To give him an overview of our city’s early development, I took Ben on a tour of the JB Chinese Heritage Museum.  On level two of the museum, the display outlines the various periods of political developments in Johor before Merdeka in 1957 and this included the turbulent period of the Japanese Occupation and the Emergency. 

Food fellowship over South Indian cuisine
I did not give much commentary as the display which included a Japanese soldier’s cap and sword along with information printed on plaques, were self-explanatory.  From vivid recollections that I heard from my grandmother and my dad, I have a clear picture of what took place in Malaya and Singapore during the dreadful war. 

As I stood next to Ben, I could sense his sadness at the atrocities of war but this was the reality in the Asia-Pacific region during World War Two.  I’m just grateful that this is all in the past and we have such records to remind us that war is really not the answer.

There was even Peking Duck for lunch!
When I explained the significance pepper and gambier in Johor, its cultivation and export to the world in the 1800s, Ben learnt how these humble plants earned its place of honour in our state.  Later when we drove around the city and visited Kota Iskandar, he was able to spot the prolific use of pepper and gambier motifs everywhere!

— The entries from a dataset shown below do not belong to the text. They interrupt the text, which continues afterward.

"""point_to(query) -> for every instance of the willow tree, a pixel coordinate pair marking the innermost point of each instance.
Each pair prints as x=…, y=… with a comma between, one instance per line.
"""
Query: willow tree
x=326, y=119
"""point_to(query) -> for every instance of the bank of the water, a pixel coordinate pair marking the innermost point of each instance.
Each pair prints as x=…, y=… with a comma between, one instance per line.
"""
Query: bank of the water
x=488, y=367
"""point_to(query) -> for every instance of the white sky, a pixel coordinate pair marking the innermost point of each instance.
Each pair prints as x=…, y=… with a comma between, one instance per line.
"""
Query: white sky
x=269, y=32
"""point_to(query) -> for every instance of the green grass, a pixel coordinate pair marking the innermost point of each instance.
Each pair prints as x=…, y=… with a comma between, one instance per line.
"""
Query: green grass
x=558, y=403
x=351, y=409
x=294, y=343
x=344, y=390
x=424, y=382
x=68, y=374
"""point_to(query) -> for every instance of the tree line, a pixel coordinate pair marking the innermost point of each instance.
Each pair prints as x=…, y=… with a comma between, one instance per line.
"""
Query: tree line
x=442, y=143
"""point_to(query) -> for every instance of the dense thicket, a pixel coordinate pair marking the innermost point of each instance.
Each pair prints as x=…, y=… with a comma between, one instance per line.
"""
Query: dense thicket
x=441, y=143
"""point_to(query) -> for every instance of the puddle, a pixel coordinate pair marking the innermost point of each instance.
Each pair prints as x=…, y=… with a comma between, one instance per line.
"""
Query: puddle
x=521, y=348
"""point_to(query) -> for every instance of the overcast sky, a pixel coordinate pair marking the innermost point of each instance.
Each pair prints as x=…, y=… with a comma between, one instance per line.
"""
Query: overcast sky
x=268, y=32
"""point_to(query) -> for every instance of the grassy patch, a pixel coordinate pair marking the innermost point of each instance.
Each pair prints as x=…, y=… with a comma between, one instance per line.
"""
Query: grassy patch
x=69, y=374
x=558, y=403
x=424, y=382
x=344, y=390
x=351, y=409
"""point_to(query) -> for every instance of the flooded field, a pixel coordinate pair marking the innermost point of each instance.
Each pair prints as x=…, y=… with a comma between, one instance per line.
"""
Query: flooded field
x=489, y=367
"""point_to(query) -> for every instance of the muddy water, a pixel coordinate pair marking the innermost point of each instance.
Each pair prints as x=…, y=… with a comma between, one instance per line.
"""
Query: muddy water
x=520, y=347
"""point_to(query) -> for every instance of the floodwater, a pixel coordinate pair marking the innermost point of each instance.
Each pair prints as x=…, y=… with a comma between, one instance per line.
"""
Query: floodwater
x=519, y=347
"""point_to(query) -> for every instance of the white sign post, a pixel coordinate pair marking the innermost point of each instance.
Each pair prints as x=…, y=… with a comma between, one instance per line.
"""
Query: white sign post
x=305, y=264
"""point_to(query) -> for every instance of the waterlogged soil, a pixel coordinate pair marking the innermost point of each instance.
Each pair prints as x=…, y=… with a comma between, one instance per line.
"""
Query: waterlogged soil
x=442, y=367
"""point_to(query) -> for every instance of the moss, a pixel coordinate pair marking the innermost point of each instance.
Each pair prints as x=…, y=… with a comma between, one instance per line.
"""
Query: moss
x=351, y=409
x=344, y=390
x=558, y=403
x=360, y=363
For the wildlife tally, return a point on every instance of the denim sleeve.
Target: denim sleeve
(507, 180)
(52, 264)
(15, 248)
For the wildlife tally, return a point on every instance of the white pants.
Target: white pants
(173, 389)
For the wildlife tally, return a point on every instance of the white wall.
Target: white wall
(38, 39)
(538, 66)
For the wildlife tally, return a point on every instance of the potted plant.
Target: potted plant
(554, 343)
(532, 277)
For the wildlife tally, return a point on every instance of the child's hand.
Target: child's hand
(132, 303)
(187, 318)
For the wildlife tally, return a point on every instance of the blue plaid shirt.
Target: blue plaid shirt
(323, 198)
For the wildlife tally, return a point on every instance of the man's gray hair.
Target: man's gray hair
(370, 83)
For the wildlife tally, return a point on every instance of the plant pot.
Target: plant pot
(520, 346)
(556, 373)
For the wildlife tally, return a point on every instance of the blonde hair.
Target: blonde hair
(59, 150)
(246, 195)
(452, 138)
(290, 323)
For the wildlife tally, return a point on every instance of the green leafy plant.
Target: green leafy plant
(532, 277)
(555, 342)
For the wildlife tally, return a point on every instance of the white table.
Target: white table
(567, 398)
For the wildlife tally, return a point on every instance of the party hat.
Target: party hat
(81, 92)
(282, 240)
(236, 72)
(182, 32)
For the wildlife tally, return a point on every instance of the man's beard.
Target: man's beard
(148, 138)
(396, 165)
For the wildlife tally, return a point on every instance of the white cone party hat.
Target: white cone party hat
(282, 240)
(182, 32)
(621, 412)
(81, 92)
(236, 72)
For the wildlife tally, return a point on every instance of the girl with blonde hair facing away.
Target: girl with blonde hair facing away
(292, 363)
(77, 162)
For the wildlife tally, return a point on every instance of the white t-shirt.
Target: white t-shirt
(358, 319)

We continued our heritage tour into the Drums Café where I introduced Ben to a proudly Johor-born art of drumming in this café with a theme, inspired by the 24 Festive Drums.  We sat at a table designed from an old drum and had cups of delicious coffee decorated with a Chinese character, gu for “drum” – Ben read it comfortably and explained that the Japanese language also used similar Chinese characters.

A delectable Chinese banquet for lunch
To balance his visit to the older part of JB, I showed Ben the newer developments in Iskandar Puteri.  He was impressed to see the model of the planned projects displayed in the Puteri Harbour clubhouse and even pointed out the tiny flag that indicated, “You are here” as a perspective of how huge this entire development is.

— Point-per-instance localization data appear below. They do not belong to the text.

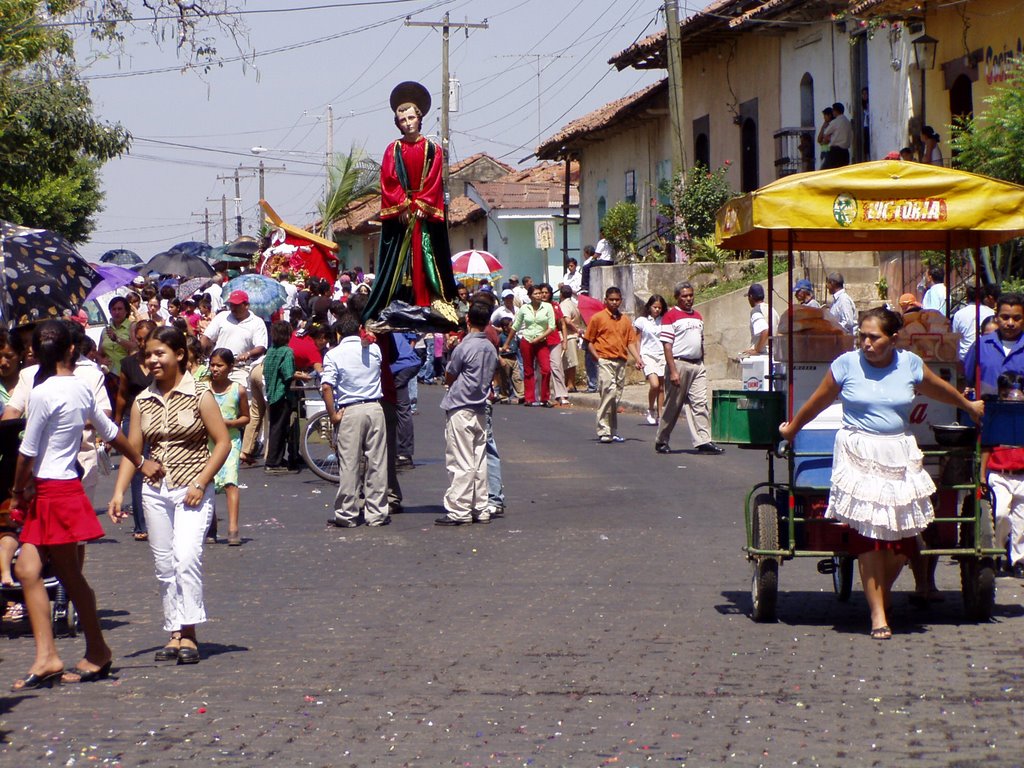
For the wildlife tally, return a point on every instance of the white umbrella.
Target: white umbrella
(475, 263)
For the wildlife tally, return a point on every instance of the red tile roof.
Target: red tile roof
(605, 117)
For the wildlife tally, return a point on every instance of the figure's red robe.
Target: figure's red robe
(425, 194)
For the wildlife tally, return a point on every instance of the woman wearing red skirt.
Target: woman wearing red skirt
(58, 513)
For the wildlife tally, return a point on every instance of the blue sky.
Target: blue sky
(190, 128)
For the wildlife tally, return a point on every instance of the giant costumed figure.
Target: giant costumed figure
(415, 260)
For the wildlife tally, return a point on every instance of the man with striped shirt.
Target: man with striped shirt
(682, 335)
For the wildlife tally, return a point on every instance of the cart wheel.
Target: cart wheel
(764, 582)
(843, 577)
(317, 448)
(978, 573)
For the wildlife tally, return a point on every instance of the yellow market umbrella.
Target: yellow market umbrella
(881, 206)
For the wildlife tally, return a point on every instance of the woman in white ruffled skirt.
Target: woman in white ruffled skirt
(880, 487)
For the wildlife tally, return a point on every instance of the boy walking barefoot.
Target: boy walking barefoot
(469, 375)
(609, 339)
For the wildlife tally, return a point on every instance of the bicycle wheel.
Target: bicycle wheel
(318, 448)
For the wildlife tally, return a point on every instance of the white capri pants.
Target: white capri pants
(176, 536)
(1009, 509)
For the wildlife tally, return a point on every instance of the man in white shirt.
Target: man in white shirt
(521, 293)
(803, 291)
(505, 309)
(572, 276)
(351, 390)
(761, 328)
(843, 308)
(293, 293)
(603, 250)
(89, 374)
(980, 307)
(245, 334)
(839, 135)
(935, 295)
(215, 293)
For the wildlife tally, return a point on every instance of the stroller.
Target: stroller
(61, 611)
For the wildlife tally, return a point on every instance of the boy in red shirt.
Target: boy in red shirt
(1003, 472)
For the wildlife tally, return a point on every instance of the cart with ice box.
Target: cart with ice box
(883, 206)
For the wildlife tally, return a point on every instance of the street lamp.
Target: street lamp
(925, 48)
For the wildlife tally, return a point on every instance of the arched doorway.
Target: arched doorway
(961, 102)
(749, 156)
(701, 151)
(807, 100)
(962, 97)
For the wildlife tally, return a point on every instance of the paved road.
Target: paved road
(603, 622)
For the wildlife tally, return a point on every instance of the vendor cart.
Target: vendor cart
(880, 206)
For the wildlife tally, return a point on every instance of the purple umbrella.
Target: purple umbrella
(114, 276)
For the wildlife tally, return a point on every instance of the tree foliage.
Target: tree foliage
(696, 195)
(352, 176)
(992, 143)
(51, 145)
(620, 227)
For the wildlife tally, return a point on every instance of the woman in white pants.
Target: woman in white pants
(181, 423)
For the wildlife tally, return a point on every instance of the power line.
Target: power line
(271, 51)
(216, 13)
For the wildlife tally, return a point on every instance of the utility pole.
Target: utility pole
(238, 202)
(260, 171)
(330, 152)
(675, 53)
(206, 223)
(446, 27)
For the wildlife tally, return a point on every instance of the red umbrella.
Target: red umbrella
(475, 263)
(589, 306)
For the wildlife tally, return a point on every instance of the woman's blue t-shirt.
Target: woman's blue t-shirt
(878, 399)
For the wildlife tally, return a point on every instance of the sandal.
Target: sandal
(78, 675)
(34, 681)
(188, 653)
(14, 612)
(170, 651)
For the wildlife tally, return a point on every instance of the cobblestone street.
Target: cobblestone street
(604, 621)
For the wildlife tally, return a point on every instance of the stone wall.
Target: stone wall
(726, 317)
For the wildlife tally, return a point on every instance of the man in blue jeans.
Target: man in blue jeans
(403, 370)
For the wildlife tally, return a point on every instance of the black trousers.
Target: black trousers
(283, 429)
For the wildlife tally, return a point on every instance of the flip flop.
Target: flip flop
(86, 676)
(34, 681)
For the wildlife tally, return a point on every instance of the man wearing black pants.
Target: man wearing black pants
(403, 369)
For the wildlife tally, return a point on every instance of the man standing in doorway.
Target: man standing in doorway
(843, 308)
(682, 335)
(839, 135)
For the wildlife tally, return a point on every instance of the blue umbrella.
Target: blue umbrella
(193, 248)
(265, 294)
(113, 278)
(121, 257)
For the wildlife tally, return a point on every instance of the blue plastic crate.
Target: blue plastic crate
(813, 471)
(1004, 423)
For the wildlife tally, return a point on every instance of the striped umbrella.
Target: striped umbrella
(475, 263)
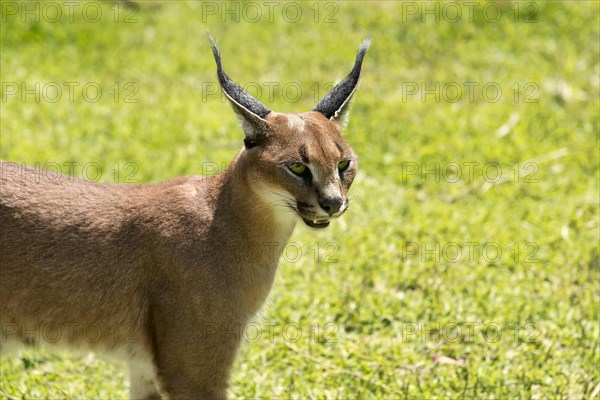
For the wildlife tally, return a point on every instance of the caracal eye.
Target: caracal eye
(343, 165)
(298, 168)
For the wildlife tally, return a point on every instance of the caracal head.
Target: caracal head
(300, 162)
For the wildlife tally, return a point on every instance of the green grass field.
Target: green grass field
(467, 265)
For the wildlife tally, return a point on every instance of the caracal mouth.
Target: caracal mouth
(316, 223)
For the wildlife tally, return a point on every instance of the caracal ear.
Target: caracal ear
(250, 111)
(336, 104)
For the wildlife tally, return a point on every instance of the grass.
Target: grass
(406, 296)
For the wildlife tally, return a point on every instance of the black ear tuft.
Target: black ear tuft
(335, 104)
(233, 91)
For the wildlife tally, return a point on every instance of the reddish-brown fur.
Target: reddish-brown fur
(165, 275)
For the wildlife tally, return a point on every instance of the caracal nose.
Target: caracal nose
(331, 204)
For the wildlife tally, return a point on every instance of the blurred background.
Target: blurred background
(467, 264)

When I showed Ben the various developments in sectors like Educity and Medini, he was suitably impressed.  The interesting exhibits in the gallery in the Sultan Ismail Building, Kota Iskandar, gave him another glimpse of Johor’s rich history and modern development happening in the city he once lived in.

This was what Ben missed eating here - the thorny fruit!
Besides showing Ben the changes in our city, I was pleased to share various food options with him.  As the bonds of friendship may be renewed over good food, the plan was to invite as many friends who could join him for meals here.

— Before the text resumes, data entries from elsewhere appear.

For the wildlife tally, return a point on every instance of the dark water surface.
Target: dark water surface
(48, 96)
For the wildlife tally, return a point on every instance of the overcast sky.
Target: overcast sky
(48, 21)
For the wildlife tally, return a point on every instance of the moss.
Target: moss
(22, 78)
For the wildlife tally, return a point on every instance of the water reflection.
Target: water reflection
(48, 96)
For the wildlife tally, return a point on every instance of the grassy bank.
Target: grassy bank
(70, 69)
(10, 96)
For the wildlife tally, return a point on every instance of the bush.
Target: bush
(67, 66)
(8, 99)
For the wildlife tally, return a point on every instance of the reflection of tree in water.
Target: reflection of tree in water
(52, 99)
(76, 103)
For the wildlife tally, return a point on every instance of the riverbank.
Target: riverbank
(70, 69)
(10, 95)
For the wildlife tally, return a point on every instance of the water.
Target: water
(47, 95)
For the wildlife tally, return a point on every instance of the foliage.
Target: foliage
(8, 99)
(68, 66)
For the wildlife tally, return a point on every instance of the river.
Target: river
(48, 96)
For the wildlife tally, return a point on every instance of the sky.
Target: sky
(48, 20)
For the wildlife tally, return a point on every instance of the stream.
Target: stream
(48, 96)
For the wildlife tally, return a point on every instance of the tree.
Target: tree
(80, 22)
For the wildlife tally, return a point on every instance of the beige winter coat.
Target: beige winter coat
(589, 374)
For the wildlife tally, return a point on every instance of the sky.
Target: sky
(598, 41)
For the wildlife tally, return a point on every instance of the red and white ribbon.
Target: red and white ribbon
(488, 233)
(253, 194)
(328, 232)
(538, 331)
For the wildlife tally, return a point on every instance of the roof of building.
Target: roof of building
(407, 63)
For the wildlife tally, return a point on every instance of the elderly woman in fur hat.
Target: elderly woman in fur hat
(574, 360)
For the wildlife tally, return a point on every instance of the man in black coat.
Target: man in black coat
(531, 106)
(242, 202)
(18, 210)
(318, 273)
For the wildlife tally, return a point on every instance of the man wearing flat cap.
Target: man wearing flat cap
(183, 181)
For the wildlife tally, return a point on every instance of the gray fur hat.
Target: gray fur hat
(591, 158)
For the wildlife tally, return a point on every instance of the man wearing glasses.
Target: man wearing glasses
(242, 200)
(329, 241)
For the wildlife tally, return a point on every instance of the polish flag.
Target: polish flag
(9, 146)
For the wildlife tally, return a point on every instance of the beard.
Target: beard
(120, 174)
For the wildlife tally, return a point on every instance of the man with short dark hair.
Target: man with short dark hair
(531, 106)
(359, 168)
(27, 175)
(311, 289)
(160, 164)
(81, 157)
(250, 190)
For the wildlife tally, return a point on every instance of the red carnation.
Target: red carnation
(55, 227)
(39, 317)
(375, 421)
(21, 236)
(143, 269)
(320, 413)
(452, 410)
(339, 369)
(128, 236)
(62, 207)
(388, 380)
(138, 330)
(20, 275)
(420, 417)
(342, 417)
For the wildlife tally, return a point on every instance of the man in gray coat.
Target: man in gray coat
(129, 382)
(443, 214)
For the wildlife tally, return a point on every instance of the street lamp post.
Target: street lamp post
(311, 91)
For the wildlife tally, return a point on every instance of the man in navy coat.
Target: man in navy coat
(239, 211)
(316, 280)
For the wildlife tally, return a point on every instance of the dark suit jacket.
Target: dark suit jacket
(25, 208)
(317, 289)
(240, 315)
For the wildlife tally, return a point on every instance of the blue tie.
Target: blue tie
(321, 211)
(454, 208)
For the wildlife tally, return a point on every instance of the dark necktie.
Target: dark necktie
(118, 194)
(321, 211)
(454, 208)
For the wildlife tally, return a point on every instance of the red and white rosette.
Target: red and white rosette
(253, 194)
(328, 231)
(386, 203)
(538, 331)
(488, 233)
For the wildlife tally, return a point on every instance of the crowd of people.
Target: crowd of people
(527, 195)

A quick check with Ben confirmed that he was ready to taste any food ranging from hot and spicy Tom Yam and South Indian cuisine to typically Chinese food.  Before I could ask him if he had in mind, any local food that he longed to taste again, Ben volunteered the info: The king of fruits – durians!

This made planning for each meal much easier and I was glad he could enjoy a range of food with a host of people who were delighted to catch up with him.

Ben enjoying the taste of Malaysian durian!
So Ben’s itinerary here included good food and warm fellowship over lunch, dinner and afternoon tea – topped with what he longed to taste again – plenty of thorny fruits as well as creamy durian in crème puffs!

The clear weather gave him a beautiful backdrop for photo mementoes but I saw that the time shared together was ever so precious not only to Ben but also for all of us.

I sent Ben to the airport and he left JB for his midnight flight from KLIA to Osaka and the next day, I received an email from him saying that he was safely home. 

I smiled as I imagined him speaking in his Japanese-accented English when I read his line, “I think Malaysia is more comfortable than Japan in summer season.”  That was because he got home to very hot weather – a sweltering 36 degrees C…

Thanks Ben, for coming to revisit JB and renew our special bond of friendship, established here so long ago.  We look forward to welcoming you to JB again – maybe in 10 years’ time – or maybe we will meet in Osaka someday soon!